The main character in Dan Simon’s novel, Ashland is the town of Ashland. New Hampshire. Ashland is a town with a population of less than 2000 since it’s inception in 1868. The town lies in a triangle wedged between the Pemigewasset River on the west and Little Squam Lake on the east. The town has a history of a sawmill and textile mill industry. During the time period of the novel, 1970s-1990s, there are changes happening in the town’s job market, with downsizing of the L.W. Packard textile mill, (which eventually closed for good in 2002). The story of Ashland is told through several narrators, the main one being Carolyn, born in 1972 when her mother is seventeen, and how she sees Ashland and herself as part of the world. She lives with her mother, her cousin who is a few months younger than her, and with her aunt who had her cousin at fourteen. Carolyn recounts her childhood, but there is not much about her father, who is long gone, or how her mother and aunt had children too young. She focuses more on the way that she interacts with nature and how Ashland might be a place that people want to leave, but she sees it as the only place that she can live.  

Most of Ashland is an exploration of nature. The town, but also the rivers, the lakes, and the mountains that surround the area. The people who are not born there are people who think that it is paradise, a place that should not even exist. The teacher at Plymouth State, where Carolyn and her mother eventually attend at separate times, says that he has fallen in love with the state and the area because of the soil, the mountains and the beauty. He is in awe that the mountains are close enough that his students can attend morning classes, climb one of the forty-one 40,000 feet elevation mountain peaks in the area, and be back home in the evening to study. Every person in Ashland who narrates feels that they are living in a place that is special, and even though bad things happen to the people who inhabit the town, job loss, teenage pregnancy, long time sickness, and even death, there is a sense that everyone is blessed by being in this town and in this area. 

There are many different voices and narrators telling the story, but the main one is Carolyn as a child and teenager. This voice was kind of confusing to me at first, due to receiving texture hints that there are major things happening between the adults in her life, but she is focusing on nature and the rivers and the way that the wind is blowing in the trees. I thought it was strange that all of the adults seemed to get along in a beautiful way from her perspective, even when they are ex-lovers, fathers of their children, and people who should not genuinely get along. I finally realized that with this being told mostly through the eyes of a young girl, the adults are being nice to one another in front of her so that she does not recognize some of the turmoil around her. This little quirk to the narrative makes me think that the story is not about the truth, not even really about Carolyn, her family, and her neighbors, but about growing up in a small town in the middle of the mountains and forest, and how this can overshadow anything bad and hurtful. 

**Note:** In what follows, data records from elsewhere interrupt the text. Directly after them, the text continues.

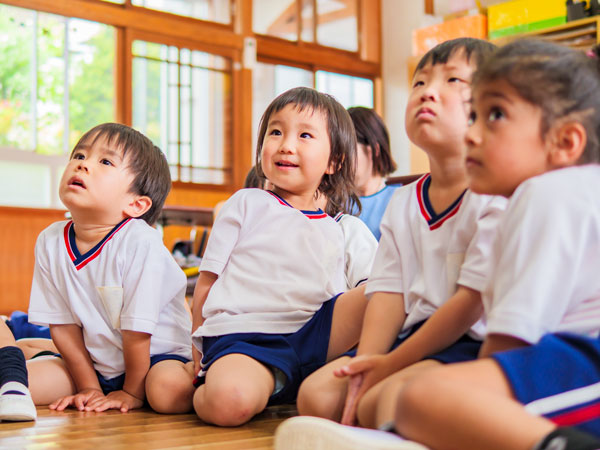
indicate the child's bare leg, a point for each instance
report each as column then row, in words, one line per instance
column 346, row 322
column 49, row 380
column 6, row 337
column 237, row 388
column 323, row 394
column 169, row 387
column 33, row 346
column 469, row 405
column 378, row 406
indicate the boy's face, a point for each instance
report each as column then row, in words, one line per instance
column 295, row 151
column 437, row 109
column 504, row 143
column 96, row 183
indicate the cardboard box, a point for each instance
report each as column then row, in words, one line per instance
column 469, row 26
column 521, row 16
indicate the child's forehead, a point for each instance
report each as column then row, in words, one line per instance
column 458, row 60
column 102, row 142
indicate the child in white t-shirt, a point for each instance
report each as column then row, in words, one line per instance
column 110, row 291
column 535, row 139
column 431, row 263
column 267, row 306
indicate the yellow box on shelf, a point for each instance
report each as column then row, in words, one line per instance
column 469, row 26
column 521, row 16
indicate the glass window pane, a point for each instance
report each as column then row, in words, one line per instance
column 16, row 78
column 182, row 101
column 33, row 181
column 211, row 10
column 56, row 83
column 337, row 25
column 270, row 80
column 348, row 90
column 91, row 76
column 277, row 18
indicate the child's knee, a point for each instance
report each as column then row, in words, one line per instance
column 321, row 398
column 227, row 405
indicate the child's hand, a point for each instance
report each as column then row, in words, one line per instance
column 364, row 372
column 120, row 400
column 197, row 356
column 78, row 401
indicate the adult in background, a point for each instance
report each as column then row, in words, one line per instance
column 374, row 163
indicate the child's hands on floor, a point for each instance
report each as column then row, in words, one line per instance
column 78, row 401
column 120, row 400
column 364, row 371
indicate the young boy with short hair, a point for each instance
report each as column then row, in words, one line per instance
column 430, row 267
column 110, row 291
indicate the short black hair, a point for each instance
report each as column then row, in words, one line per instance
column 441, row 53
column 151, row 174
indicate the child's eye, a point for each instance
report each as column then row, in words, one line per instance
column 495, row 114
column 472, row 118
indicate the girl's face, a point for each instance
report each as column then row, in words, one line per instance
column 295, row 154
column 504, row 140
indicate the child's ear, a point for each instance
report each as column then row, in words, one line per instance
column 571, row 139
column 139, row 205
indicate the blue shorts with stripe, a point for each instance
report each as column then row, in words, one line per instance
column 558, row 378
column 294, row 355
column 464, row 349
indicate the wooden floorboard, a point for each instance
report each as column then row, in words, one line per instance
column 139, row 429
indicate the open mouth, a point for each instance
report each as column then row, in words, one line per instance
column 285, row 164
column 76, row 182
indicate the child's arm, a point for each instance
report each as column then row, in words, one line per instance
column 68, row 339
column 136, row 352
column 498, row 343
column 203, row 285
column 452, row 320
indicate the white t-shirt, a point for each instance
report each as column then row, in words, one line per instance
column 129, row 281
column 360, row 246
column 547, row 258
column 425, row 256
column 276, row 265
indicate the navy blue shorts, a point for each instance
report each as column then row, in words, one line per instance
column 21, row 328
column 296, row 355
column 465, row 349
column 558, row 378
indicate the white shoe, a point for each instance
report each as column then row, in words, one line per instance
column 313, row 433
column 17, row 406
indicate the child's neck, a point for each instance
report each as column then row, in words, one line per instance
column 88, row 234
column 448, row 182
column 302, row 202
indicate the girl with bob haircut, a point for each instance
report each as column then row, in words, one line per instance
column 267, row 307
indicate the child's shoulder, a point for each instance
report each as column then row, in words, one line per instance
column 566, row 184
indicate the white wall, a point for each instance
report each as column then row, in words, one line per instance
column 399, row 18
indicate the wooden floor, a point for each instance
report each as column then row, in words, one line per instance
column 139, row 429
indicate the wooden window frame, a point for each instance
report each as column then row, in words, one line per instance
column 132, row 22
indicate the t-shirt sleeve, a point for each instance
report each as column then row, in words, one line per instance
column 531, row 292
column 151, row 279
column 360, row 245
column 224, row 234
column 386, row 275
column 47, row 304
column 477, row 265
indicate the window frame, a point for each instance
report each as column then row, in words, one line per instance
column 133, row 22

Ashland is a meditation on nature and place more than it is about story and characters. There is very little of the appeal of other small town novels like The Heart is a Lonely Hunter or To Kill A Mockingbird because those are instances of characters driving the story of a small town. Ashland is more like a small town driving the characters. Those who were born in Ashland think about leaving but do not really want leave this land, and the people who have move there feel like they have been dropped into the lap of God. This is a love letter to growing up, nature, and to Ashland, New Hampshire and the surrounding area.

I received an ARC of Ashland through the publisher, Europa Editions, in exchange for an honest review.